Once they were apart, there didn't seem to be much of anything that needed any particular attention. It was just a matter to rust removal.  

Rust Removal 

What I learned from some of my past projects is that rather than taking a rusty tool straight to the wire wheel on the bench grinder, it was worth the time investment to soak the tools in a rust remover. My rust remover of choice has been Evaporust.  I have no interest in, nor am I sponsored by this product, but it's been the absolute best rust remover I've ever used.  

After soaking overnight, it was time to take them to the wire wheel. The wire wheel really cleaned them up.  Because there was going to be a day or two before I'd get back to them, I put a think coat of lite oil on them to stave off flash rusting.

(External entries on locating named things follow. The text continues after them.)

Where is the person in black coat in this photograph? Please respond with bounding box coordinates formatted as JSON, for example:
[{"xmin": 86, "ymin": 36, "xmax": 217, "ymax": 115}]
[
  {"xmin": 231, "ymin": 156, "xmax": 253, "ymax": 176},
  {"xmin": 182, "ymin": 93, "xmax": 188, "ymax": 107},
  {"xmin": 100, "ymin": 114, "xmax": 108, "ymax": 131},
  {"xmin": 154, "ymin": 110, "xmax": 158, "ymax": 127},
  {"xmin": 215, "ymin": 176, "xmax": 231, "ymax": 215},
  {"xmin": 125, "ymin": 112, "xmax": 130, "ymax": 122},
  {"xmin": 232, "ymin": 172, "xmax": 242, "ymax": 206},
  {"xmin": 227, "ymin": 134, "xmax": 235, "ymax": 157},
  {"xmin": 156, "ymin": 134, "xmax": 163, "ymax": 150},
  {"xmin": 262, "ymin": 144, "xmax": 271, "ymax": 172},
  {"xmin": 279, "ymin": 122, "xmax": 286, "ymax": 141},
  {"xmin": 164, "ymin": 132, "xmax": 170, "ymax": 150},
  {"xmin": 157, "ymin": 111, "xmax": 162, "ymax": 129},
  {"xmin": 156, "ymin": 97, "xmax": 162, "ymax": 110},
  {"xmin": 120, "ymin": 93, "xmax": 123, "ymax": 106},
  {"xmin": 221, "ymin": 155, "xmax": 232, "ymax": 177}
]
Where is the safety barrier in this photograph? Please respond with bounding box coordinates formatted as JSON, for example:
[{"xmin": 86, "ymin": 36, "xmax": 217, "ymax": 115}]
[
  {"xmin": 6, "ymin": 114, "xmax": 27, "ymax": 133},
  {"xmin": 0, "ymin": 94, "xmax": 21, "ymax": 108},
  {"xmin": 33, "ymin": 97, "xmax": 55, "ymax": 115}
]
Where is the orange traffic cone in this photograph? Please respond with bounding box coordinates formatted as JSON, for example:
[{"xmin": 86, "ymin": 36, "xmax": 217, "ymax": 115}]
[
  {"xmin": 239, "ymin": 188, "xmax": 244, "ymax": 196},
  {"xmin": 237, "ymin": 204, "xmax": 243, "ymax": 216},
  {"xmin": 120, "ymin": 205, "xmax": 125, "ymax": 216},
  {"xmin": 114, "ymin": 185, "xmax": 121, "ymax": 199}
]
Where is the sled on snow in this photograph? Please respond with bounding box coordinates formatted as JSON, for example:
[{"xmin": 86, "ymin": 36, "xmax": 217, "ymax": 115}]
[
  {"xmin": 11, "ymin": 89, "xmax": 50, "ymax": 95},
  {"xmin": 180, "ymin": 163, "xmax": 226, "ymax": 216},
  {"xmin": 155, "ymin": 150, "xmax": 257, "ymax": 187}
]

Once I came back to them, a closer look, at the shears I noted thatin addition to the normal micro scratched left by the wire wheel...

Removing the Pitting 

After removing the rust and running the parts through the wire wheel it really became clear that the rust had done some damage to the steel. There was a bit of pitting in a few spots, but the shears weren't terribly damages.  Nonetheless, the pitting needed to be addressed.  After all, these were a gift so I wanted to do 'em right!

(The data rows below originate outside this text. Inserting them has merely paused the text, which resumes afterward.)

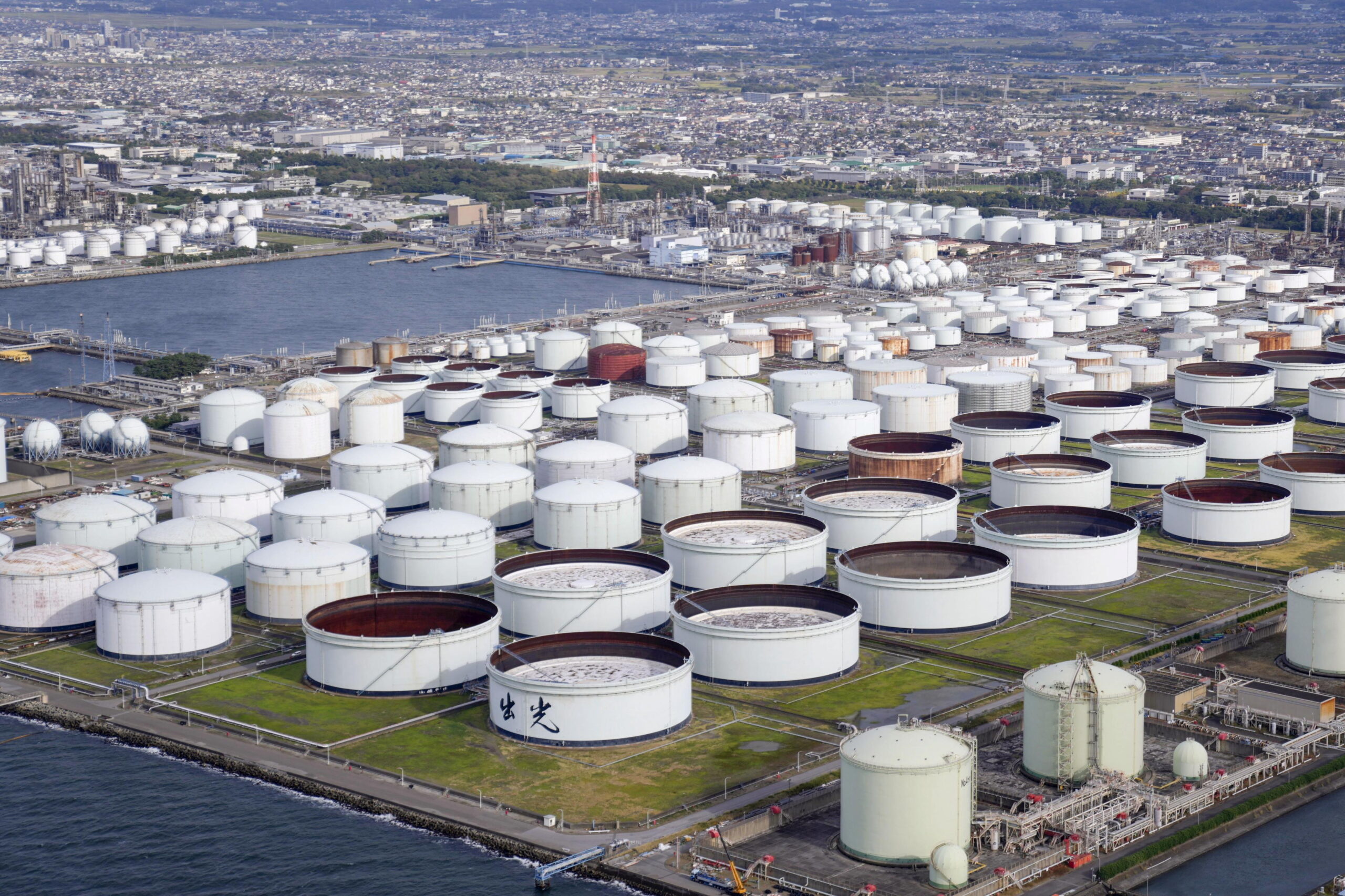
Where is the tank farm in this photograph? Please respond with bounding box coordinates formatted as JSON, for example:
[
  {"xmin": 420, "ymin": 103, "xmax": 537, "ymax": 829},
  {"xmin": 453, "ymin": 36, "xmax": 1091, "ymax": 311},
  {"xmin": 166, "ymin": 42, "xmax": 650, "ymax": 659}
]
[{"xmin": 13, "ymin": 250, "xmax": 1345, "ymax": 896}]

It was a beautiful day so I decided to take the shears outside to grind out the pitting.  I was going to use my Black and Decker Workmate, of which I have two! 

But I decided to clamp the each side of the shears to the garden bench.  Call it a moment of laziness, but I liked this idea...

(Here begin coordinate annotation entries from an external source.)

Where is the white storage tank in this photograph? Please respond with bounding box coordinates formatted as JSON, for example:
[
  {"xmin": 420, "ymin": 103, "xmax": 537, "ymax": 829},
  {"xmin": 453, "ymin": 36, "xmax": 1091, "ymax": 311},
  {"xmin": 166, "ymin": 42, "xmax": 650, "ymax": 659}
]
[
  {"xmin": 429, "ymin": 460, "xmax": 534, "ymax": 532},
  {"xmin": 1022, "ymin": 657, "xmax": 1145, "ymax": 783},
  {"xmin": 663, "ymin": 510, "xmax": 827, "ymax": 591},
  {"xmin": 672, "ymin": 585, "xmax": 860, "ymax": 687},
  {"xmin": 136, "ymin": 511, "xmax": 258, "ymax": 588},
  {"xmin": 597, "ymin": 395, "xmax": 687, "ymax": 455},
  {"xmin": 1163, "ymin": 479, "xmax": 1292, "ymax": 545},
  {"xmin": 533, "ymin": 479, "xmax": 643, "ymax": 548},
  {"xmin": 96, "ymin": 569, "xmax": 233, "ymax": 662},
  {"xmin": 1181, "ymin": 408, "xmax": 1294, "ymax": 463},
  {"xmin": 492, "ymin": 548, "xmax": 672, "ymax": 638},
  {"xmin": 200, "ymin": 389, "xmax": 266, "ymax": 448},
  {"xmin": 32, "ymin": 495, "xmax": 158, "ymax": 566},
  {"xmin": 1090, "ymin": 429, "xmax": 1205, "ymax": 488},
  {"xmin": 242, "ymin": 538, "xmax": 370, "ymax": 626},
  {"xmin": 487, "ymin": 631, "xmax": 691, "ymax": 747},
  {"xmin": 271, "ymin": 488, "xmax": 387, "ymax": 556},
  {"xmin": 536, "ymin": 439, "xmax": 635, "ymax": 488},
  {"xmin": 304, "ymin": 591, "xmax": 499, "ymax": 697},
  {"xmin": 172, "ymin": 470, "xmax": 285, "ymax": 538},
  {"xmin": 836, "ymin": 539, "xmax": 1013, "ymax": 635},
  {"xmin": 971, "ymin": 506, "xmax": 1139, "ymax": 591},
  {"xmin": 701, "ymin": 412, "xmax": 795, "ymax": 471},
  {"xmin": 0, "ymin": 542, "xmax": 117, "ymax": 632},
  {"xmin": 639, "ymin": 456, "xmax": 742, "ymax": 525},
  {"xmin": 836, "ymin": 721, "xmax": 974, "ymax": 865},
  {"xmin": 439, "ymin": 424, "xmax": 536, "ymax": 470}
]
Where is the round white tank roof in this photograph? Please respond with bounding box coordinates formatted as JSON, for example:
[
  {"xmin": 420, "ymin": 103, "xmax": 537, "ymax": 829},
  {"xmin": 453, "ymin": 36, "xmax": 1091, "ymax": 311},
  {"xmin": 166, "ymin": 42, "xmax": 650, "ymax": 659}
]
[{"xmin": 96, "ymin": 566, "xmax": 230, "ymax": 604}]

And it worked out just fine.  This was also another opportunity to use my father's angle grinder!  Now, and angle grinder can remove some steel pretty quick, so I used a somewhat worn 40 grit flap disk.  In just a few minutes the pitting was gone!  

We all should give what we have decided in our hearts to give, not reluctantly or under compulsion, for God loves a cheerful giver. - 2 Corinthians 9:7

Fixing Threads 

One evening after work I was tinkering in the shop and picked up the pivot bolt and the nut.  Remember at the beginning of this post I mentioned the nut had a moment of stubbornness?  Well, in removing it I boogered up the threads on the bolt a little bit.  But maybe 15 minutes with dad's old Swiss Files,

And maybe another 5 or 10 more minutes with some lapping compound, and the nut and bolt fit like new!

J. Wiss & Sons Company was founded in 1848 by Jacob Wiss, a thirty-one year old immigrant from Switzerland who was an experienced cutler and gunsmith. The company was based in Newark, NJ and relocated three times between 1848 and 1887, when they moved  to Littleton Avenue , where they remained until they were bought out and the factory closed in the late 1970’s.  - Newark's Attic

Polishing, Priming, Painting 

The next step was to polish the business end of the shears.  I worked my way up from 220 grit to 1,000 grit sandpaper by hand, which really shined them up!

Suddenly it was time to paint.  Because shears like this take a bit of a beating, I decided to start out with some Rust oleum primer.  Then is was 173's signature color - Krylon's Cherry Red.


And et voila!  173 has some 18" metal shears courtesy of my Uncle Mike.  I think they turned out quite nice and complete(?) the set of  173 Signature Red metal shears and snips!

I love the contrast between the red and the shiny bare steel!